The ORR is derived as the sum of the number of patients with a confirmed CR or partial response (PR) divided by the number of patients in the All-Treated analysis set x 100%.

Time frame: Through 4 years

Secondary Outcomes

Number of Participants With Stable Disease

Participants will be evaluated at 6 and 12 weeks for response.

Time frame: 6 weeks, 12 weeks

Progression-free Survival (PFS) and Overall Survival (OS)

Time frame: 44.8 months

Locations

M D Anderson Cancer Center, Houston, United States

Linked Papers

2024-02-02

Efficacy and safety of autologous tumor-infiltrating lymphocytes in recurrent or refractory ovarian cancer, colorectal cancer, and pancreatic ductal adenocarcinoma

Background Tumor-infiltrating lymphocyte (TIL) therapy has shown efficacy in metastatic melanoma, non-small cell lung cancer, and other solid tumors. Our preclinical work demonstrated more robust CD8 predominant TIL production when agonistic anti-4-1BB and CD3 antibodies were used in early ex vivo TIL culture. Methods Patients with treatment-refractory metastatic colorectal (CRC), pancreatic (PDAC) and ovarian (OVCA) cancers were eligible. Lymphodepleting chemotherapy was followed by infusion of ex vivo expanded TIL, manufactured at MD Anderson Cancer Center with IL-2 and agonistic stimulation of CD3 and 4-1BB (urelumab). Patients received up to six doses of high-dose IL-2 after TIL infusion. Primary endpoint was evaluation of objective response rate at 12 weeks using Response Evaluation Criteria in Solid Tumors version 1.1 with secondary endpoints including disease control rate (DCR), duration of response, progression-free survival (PFS), overall survival (OS), and safety.
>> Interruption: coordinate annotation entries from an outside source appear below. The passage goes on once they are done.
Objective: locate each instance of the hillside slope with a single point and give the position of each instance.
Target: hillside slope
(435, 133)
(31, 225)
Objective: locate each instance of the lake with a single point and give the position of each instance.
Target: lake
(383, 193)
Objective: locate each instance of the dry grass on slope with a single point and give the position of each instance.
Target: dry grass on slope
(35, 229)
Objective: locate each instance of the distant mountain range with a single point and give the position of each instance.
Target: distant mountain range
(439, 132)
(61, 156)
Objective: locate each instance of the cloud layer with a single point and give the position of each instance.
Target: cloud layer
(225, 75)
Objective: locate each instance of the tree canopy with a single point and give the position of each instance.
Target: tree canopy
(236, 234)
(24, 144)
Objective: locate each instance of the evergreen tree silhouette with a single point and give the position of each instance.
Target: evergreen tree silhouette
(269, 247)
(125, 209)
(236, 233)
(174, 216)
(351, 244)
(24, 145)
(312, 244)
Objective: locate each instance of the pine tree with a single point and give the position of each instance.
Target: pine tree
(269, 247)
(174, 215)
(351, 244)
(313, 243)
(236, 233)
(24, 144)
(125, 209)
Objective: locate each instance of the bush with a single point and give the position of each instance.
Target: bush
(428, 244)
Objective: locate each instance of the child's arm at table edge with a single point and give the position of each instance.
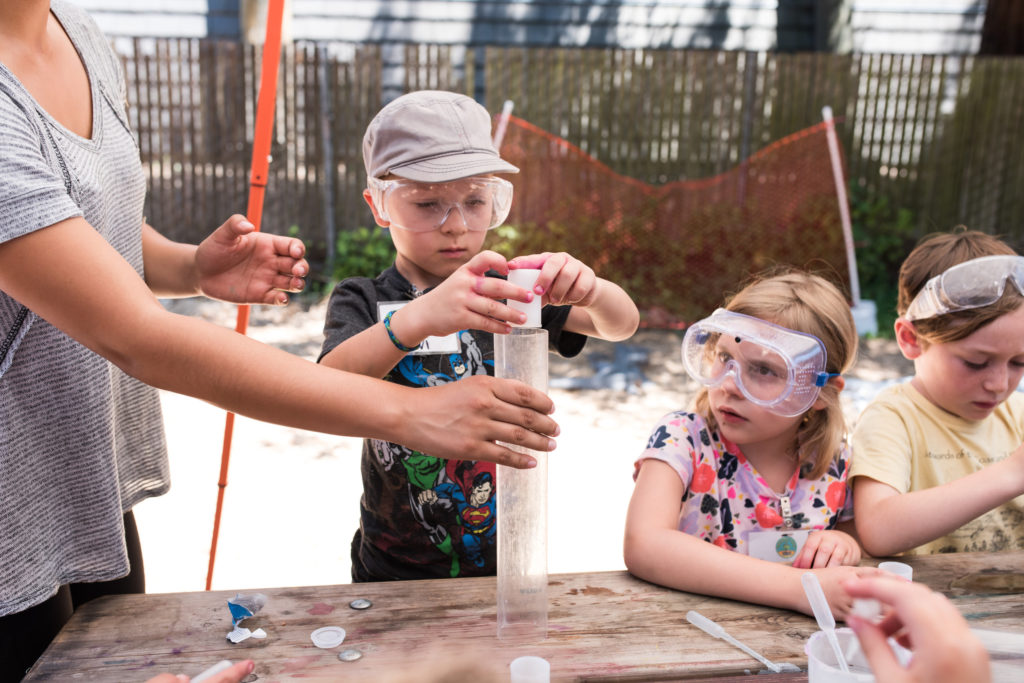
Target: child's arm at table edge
(611, 315)
(656, 551)
(878, 504)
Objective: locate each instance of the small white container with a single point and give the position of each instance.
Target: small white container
(529, 670)
(821, 665)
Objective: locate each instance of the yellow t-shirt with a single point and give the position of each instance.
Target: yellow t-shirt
(906, 441)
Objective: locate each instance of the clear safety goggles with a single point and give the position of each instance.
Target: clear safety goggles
(482, 202)
(973, 284)
(778, 369)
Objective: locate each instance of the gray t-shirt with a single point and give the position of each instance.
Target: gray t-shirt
(81, 442)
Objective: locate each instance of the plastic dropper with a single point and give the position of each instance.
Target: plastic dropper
(713, 629)
(822, 612)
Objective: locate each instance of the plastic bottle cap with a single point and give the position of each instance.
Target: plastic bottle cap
(328, 637)
(899, 568)
(526, 279)
(529, 669)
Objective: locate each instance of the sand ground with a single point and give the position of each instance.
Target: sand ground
(292, 501)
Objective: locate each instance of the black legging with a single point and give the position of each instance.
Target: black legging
(25, 635)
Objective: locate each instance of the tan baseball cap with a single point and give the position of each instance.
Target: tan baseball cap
(431, 136)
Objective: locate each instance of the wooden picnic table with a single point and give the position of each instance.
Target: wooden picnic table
(605, 626)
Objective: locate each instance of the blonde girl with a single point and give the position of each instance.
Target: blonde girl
(741, 496)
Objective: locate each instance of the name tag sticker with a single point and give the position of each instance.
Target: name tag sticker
(430, 345)
(776, 546)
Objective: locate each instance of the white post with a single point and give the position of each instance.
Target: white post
(503, 124)
(844, 206)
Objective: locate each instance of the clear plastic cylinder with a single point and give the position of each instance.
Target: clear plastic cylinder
(522, 504)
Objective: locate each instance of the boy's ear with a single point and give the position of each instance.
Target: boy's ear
(368, 196)
(910, 344)
(839, 383)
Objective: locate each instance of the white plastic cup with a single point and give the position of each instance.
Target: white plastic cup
(899, 568)
(526, 279)
(822, 667)
(529, 669)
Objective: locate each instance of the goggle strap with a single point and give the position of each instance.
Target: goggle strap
(822, 378)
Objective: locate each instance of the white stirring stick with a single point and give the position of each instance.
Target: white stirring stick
(713, 629)
(823, 614)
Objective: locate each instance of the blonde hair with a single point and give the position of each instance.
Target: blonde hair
(934, 255)
(809, 303)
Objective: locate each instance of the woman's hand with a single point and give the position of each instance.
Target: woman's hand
(233, 674)
(238, 264)
(928, 625)
(828, 548)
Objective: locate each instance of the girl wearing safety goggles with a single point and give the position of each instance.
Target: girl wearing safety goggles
(940, 467)
(755, 476)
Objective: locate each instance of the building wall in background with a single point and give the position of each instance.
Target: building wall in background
(933, 27)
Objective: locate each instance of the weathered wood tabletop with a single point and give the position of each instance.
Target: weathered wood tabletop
(602, 627)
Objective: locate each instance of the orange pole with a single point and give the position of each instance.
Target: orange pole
(257, 187)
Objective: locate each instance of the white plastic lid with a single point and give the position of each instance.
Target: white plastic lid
(526, 279)
(529, 670)
(328, 637)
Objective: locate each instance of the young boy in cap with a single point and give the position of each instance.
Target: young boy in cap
(430, 318)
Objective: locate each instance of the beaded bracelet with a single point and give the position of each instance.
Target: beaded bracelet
(394, 340)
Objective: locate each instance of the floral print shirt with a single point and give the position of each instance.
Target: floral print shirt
(725, 498)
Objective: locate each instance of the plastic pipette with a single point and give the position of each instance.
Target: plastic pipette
(713, 629)
(822, 612)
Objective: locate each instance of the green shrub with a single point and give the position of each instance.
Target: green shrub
(361, 252)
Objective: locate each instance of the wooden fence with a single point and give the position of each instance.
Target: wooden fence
(940, 136)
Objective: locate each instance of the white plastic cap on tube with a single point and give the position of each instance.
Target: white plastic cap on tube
(526, 279)
(899, 568)
(529, 670)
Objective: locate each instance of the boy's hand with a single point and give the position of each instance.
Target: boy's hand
(466, 300)
(563, 280)
(474, 418)
(240, 265)
(832, 580)
(828, 548)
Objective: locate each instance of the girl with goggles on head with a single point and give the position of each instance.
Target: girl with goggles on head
(953, 432)
(740, 496)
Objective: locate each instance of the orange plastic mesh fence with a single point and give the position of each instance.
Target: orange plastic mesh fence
(679, 248)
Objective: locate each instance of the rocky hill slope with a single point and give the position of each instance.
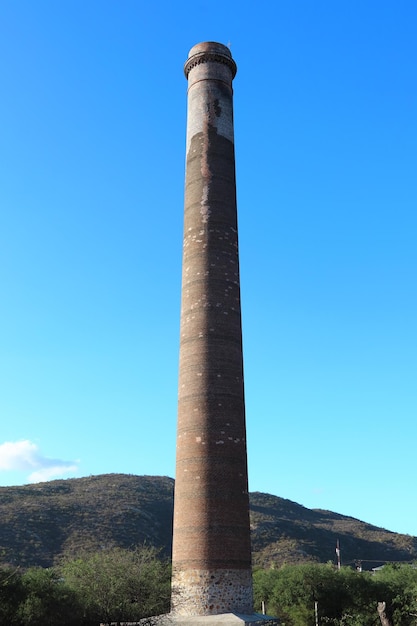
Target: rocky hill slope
(39, 523)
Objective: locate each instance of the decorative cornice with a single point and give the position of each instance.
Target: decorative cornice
(209, 57)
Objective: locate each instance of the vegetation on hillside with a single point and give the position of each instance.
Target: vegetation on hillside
(39, 523)
(126, 586)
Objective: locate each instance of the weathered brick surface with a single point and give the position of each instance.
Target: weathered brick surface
(211, 547)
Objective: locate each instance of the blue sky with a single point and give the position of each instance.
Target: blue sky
(92, 154)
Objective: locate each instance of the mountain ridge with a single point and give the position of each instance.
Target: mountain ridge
(39, 523)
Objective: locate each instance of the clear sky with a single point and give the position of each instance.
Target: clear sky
(92, 152)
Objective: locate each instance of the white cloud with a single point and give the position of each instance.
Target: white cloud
(25, 456)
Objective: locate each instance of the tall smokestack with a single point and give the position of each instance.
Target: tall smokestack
(211, 546)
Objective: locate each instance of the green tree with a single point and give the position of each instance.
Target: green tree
(342, 597)
(11, 594)
(47, 600)
(396, 585)
(119, 585)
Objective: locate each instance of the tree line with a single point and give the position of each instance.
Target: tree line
(314, 594)
(118, 585)
(108, 586)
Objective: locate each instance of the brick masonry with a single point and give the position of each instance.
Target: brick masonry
(211, 543)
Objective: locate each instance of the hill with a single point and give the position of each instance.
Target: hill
(38, 523)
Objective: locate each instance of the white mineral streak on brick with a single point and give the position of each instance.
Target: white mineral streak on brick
(198, 95)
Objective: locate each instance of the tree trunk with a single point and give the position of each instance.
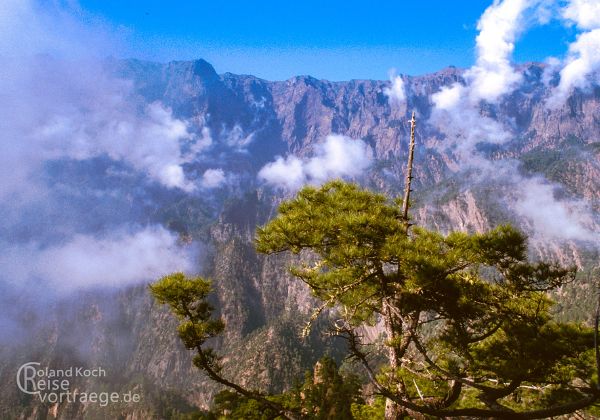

Results 17 patients underwent TIL harvest and 16 were treated on protocol (NCT03610490), including 8 CRC, 5 PDAC, and 3 OVCA patients. Median age was 57.5 (range 33–70) and 50% were females. Median number of lines of prior therapy was 2 (range 1–8). No responses were observed at 12 weeks. Ten subjects achieved at least one stable disease (SD) assessment for a DCR of 62.5% (95% CI 35.4% to 84.8%). Best response included prolonged SD in a patient with PDAC lasting 17 months. Median PFS and OS across cohorts were 2.53 months (95% CI 1.54 to 4.11) and 18.86 months (95% CI 4.86 to NR), respectively. Grade 3 or higher toxicities attributable to therapy were seen in 14 subjects (87.5%; 95% CI 61.7% to 98.4%). Infusion product analysis showed the presence of effector memory cells with high expression of CD39 irrespective of tumor type and low expression of checkpoint markers. Conclusions TIL manufactured with assistance of 4-1BB and CD3 agonism is feasible and treatment is associated with no new safety signals. While no responses were observed, a significant portion of patients achieved SD suggesting early/partial immunological effect. Further research is required to identify factors associated with resistance and functionally enhance T cells for a more effective therapy.